I have a vector of dates stored as strings, some of these are in YYYY-mm-dd format and some are in YYYY-dd-mm format. I need to work out how to convert these as dates. Fortunately, all instances in the YYYY-dd-mm format are after the 12 day of any month so they are easily discernible.
Have tried
dates <- c("2017-12-31","2017-12-30","2017-29-12","2017-28-12")
dates <- as.Date(dates, format = c("%Y-%m-%d","%Y-%d-%m"))
is returning the following:
[1] "2017-12-31" "2017-12-30" NA NA
Any help greatly appreciated!
CodePudding user response:
If you want YMD to be the default, and YDM to be anything that didn't work for, use YMD first and then go back and try again with any results that produced missing values:
result = as.Date(dates, format = "%Y-%m-%d")

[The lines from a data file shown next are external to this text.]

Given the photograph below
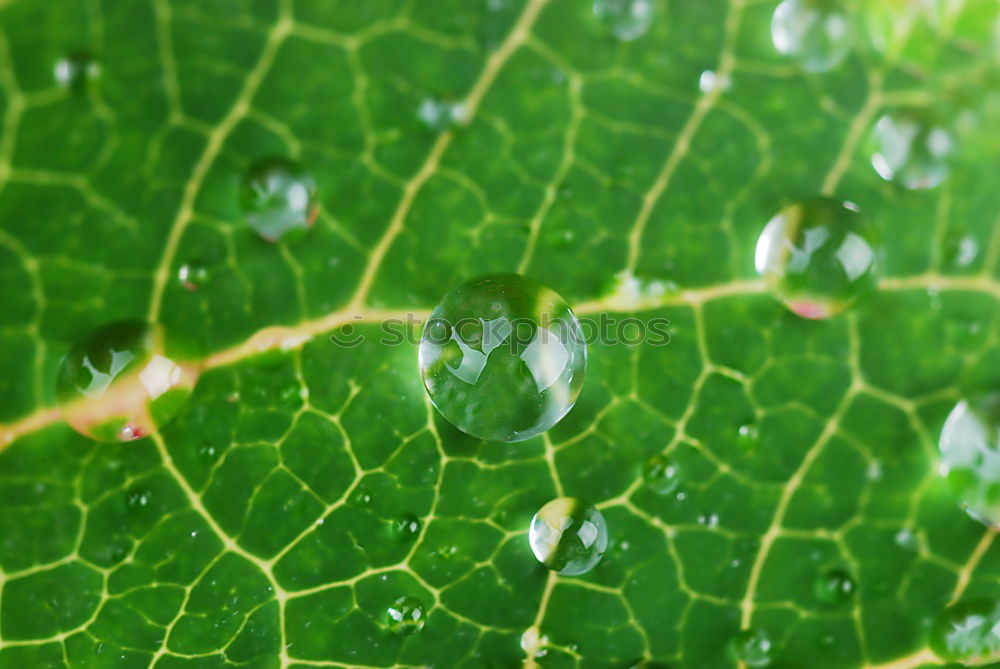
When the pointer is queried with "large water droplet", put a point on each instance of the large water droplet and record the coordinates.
(568, 536)
(911, 149)
(278, 199)
(818, 256)
(834, 587)
(968, 632)
(625, 19)
(752, 647)
(661, 474)
(406, 615)
(116, 384)
(815, 33)
(970, 456)
(503, 357)
(75, 69)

result[is.na(result)] = as.Date(dates[is.na(result)], format = "%Y-%d-%m")
result
# [1] "2017-12-31" "2017-12-30" "2017-12-29" "2017-12-28"
This does make me nervous, you're assuming that any date where both month and day numbers are less than 13 are YMD... I wouldn't make that assumption without very good reason.

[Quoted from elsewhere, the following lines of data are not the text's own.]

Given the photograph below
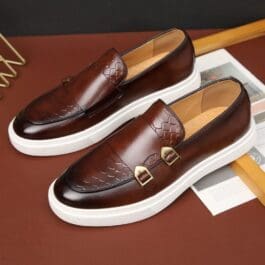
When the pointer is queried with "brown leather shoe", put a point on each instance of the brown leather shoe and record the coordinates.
(89, 106)
(149, 162)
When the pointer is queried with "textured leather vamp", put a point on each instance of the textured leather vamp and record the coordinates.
(95, 84)
(138, 143)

CodePudding user response:
Here's a slightly longer approach.
# sample date
dates <- c("2015-02-23","2015-02-12","2015-18-02","2015-25-02")
# libraries
library(testit) #for has_warning
library(lubridate) #for date functions
This function will correct the dates.
correct_dates = function(dates)
{
dates_new = character()
for(i in 1:length(dates))
{
#print(i)
if(has_warning(day(ydm(dates[i]))>12))
{dates_new = append(dates_new, ymd(dates[i]))}
else
{dates_new = append(dates_new, ydm(dates[i]))}
}
return(dates_new)
}
Checking results
> dates
[1] "2015-02-23" "2015-02-12" "2015-18-02" "2015-25-02"
> correct_dates(dates)
[1] "2015-02-23" "2015-12-02" "2015-02-18" "2015-02-25"

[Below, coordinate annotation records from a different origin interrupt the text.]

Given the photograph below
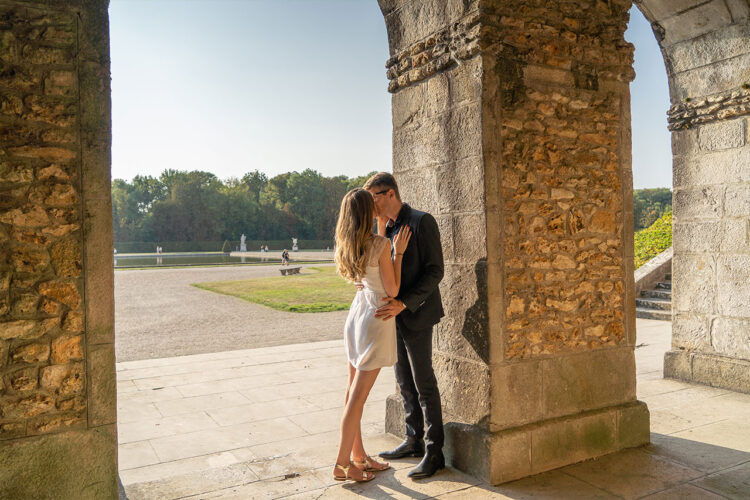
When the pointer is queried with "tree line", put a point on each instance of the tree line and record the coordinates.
(182, 206)
(194, 206)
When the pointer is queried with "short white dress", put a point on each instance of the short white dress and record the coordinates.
(370, 342)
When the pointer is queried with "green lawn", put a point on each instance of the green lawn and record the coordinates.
(318, 289)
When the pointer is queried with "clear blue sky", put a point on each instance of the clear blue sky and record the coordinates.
(230, 86)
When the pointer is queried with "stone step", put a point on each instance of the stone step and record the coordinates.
(664, 285)
(657, 294)
(652, 314)
(660, 304)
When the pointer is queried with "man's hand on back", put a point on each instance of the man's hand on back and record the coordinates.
(390, 310)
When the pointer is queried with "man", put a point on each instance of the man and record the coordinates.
(417, 309)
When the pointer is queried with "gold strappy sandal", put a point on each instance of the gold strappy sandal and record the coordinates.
(366, 476)
(369, 464)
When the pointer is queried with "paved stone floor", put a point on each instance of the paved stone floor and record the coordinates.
(262, 423)
(158, 315)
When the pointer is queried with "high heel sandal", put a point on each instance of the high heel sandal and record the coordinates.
(367, 465)
(366, 476)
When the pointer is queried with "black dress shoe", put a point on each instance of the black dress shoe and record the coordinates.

CodePudding user response:
Use parse_date_time from lubridate and pass multiple formats your date can take.
dates <- c("2017-12-31","2017-12-30","2017-29-12","2017-28-12")
as.Date(lubridate::parse_date_time(dates, c('ymd', 'ydm')))
#[1] "2017-12-31" "2017-12-30" "2017-12-29" "2017-12-28"
This like other answers gives preference to ymd first and if it cannot identify the date then goes and checks for ydm format.